As part of its new mandate to back higher-budget films, the Danish Film Institute has awarded its largest-ever feature film production grant - DKK 16m ($2.4m) - to Ole Bornedal’s new film.
The World War II drama Shadows In My Eyes is about the real-life tragedy of 1945, when instead of bombing the Gestapo headquarters in Copenhagen, the Royal Air Force mistakenly hit the French school, killing several children and nuns.
Danish broadcaster TV2 and SF Studios are also backing the film with a total budget of $8.6m.
Jonas Allen and Peter Bose produce for Miso Film.
The film will start shooting in late autumn for seven weeks, mostly in Prague with some work in Copenhagen.
SF will release in the Nordics, with a launch slated for autumn 2020.
The producers are currently in discussions with sales companies.
Bornedal said: “Shadows In My Eyes is about children.

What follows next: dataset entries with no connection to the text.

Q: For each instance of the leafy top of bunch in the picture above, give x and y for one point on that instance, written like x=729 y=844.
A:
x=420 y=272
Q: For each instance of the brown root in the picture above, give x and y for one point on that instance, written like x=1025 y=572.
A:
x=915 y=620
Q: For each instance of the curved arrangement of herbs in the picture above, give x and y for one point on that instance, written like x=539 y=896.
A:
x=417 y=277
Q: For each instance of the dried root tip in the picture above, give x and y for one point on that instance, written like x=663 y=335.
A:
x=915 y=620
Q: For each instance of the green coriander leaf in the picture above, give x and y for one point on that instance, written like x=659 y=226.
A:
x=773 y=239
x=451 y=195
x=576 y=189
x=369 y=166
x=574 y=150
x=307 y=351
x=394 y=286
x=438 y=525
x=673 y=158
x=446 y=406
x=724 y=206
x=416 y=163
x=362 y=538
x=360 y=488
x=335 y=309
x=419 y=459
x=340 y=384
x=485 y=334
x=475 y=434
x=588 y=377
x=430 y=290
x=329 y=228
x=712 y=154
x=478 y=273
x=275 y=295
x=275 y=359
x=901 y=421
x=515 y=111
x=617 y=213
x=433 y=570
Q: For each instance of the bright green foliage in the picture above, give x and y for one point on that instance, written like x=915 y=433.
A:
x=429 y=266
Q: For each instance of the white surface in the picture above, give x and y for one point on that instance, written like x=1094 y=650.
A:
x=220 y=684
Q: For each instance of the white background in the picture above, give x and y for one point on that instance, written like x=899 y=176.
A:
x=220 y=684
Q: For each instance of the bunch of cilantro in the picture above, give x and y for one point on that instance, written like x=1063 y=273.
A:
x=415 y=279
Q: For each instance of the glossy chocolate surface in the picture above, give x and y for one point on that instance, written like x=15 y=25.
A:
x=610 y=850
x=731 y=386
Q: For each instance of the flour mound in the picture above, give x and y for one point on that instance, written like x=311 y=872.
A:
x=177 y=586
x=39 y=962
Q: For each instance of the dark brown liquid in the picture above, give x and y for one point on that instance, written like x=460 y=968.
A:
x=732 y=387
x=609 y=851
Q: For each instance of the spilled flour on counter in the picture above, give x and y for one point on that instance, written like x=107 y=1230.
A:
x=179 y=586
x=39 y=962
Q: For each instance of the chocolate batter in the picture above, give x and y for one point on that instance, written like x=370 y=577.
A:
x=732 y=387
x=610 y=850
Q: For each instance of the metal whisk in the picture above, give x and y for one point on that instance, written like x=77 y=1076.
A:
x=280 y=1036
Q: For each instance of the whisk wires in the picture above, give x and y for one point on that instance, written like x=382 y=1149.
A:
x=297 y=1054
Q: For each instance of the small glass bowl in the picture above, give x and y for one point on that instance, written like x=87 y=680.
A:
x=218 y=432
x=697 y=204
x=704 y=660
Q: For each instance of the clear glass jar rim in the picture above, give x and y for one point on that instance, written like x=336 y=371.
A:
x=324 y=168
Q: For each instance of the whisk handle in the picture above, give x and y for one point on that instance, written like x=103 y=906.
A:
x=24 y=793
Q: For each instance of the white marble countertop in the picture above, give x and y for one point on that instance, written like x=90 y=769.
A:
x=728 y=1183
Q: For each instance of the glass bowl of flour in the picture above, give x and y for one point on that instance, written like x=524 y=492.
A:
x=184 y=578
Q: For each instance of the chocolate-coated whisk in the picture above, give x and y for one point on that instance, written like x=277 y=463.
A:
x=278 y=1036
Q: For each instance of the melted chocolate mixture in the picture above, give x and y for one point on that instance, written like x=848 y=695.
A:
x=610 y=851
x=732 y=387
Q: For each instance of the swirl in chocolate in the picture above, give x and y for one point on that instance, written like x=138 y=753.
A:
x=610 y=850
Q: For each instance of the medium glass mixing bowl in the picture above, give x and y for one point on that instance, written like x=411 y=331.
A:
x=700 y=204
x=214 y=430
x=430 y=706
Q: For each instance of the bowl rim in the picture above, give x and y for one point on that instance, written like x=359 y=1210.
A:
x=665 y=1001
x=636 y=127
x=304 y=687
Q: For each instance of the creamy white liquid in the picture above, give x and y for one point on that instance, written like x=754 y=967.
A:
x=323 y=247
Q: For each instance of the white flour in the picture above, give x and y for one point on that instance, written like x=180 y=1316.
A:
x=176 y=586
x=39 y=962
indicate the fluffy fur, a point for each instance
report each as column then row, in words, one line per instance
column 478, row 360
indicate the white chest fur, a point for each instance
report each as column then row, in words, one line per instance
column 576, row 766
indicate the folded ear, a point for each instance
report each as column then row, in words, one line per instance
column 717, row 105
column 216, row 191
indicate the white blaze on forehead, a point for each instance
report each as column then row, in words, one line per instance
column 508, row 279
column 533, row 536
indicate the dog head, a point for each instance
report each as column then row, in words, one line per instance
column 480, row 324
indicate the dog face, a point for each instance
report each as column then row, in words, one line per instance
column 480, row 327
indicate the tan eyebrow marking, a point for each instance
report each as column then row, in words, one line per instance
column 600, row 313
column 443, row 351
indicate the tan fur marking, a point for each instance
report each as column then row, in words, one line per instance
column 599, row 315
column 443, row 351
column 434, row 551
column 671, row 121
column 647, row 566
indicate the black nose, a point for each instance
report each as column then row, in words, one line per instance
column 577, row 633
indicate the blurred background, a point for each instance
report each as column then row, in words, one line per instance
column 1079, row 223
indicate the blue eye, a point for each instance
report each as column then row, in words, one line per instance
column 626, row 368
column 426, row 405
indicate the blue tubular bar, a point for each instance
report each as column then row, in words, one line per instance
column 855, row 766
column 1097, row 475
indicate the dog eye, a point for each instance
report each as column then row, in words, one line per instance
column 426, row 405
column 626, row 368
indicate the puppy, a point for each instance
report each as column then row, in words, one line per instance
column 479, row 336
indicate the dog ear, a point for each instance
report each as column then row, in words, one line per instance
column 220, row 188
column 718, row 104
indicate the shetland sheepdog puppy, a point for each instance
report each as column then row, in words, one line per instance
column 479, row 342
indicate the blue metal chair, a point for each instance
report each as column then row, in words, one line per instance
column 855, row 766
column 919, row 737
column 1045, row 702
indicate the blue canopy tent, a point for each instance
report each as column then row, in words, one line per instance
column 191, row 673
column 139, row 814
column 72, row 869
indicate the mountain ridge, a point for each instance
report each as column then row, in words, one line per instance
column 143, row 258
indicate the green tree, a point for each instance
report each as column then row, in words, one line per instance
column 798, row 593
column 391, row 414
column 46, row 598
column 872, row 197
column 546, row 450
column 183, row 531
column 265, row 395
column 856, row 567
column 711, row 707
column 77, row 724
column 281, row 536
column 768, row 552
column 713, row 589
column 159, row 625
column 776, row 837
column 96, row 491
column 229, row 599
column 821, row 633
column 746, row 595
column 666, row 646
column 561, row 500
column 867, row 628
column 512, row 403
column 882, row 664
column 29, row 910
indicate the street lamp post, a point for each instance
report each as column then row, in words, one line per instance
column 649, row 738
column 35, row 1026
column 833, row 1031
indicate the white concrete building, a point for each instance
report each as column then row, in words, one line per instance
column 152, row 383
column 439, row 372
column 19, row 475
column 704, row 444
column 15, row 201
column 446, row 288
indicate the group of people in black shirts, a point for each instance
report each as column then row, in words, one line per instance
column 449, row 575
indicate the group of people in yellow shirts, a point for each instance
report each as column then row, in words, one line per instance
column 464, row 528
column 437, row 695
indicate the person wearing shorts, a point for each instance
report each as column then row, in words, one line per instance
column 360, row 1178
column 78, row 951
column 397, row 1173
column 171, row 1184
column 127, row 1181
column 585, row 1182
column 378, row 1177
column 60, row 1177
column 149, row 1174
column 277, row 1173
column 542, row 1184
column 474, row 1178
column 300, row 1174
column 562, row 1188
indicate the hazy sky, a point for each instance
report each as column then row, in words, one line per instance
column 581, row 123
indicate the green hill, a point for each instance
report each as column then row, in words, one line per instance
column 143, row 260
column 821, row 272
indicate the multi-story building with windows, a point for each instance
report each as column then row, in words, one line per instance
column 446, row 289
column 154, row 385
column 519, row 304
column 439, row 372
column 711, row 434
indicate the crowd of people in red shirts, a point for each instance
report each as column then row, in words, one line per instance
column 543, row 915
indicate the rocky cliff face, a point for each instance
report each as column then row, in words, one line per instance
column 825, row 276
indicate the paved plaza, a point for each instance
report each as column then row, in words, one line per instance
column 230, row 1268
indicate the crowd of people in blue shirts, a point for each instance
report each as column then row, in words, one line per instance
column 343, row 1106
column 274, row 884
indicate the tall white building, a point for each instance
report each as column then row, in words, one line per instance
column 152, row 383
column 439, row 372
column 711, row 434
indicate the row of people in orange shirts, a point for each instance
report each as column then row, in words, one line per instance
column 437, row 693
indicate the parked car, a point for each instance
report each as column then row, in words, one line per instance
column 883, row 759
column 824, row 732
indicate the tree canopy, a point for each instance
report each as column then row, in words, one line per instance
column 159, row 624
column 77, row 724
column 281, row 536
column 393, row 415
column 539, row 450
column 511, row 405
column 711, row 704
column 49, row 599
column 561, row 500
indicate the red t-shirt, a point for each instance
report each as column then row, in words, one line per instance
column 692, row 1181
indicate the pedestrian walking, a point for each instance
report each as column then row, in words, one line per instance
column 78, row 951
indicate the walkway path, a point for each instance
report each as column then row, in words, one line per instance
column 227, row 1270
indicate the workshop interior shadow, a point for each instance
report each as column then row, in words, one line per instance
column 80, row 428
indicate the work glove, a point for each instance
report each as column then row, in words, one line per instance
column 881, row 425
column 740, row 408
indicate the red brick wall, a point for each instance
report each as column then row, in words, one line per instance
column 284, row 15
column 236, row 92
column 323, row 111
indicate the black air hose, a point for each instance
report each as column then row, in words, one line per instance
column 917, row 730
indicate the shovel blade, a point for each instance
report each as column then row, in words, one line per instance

It’s seen through the eyes of children, from that perspective, and with the sense of wonder that children must observe a grotesque world around them. It’s the story of innocence versus machines. Of the child who falls victim to the horrors of coincidence.”
Bose added: “Shadows In My Eyes is an epic film with international potential, and we are proud that The Danish Film Institute has awarded it one of the biggest production grants to date.”
Yaba Holst, head of Nordic acquisitions at SF Studios, said: “Shadows In My Eyes is an irresistible, grand, epic film, which will touch large audiences. The real and true story, coupled with Bornedal’s engrossing and heartbreaking script, is sure to attract a lot of international interest in the film.”
Miso Film is a frequent collaborator with Bornedal, including on Small Town Killers, The Way to Mandalay and TV series 1864. Miso is currently producing season two of Netflix hit The Rain.
Under Denmark’s new Film Agreement, the DFI will support up to three higher-budgeted films per year.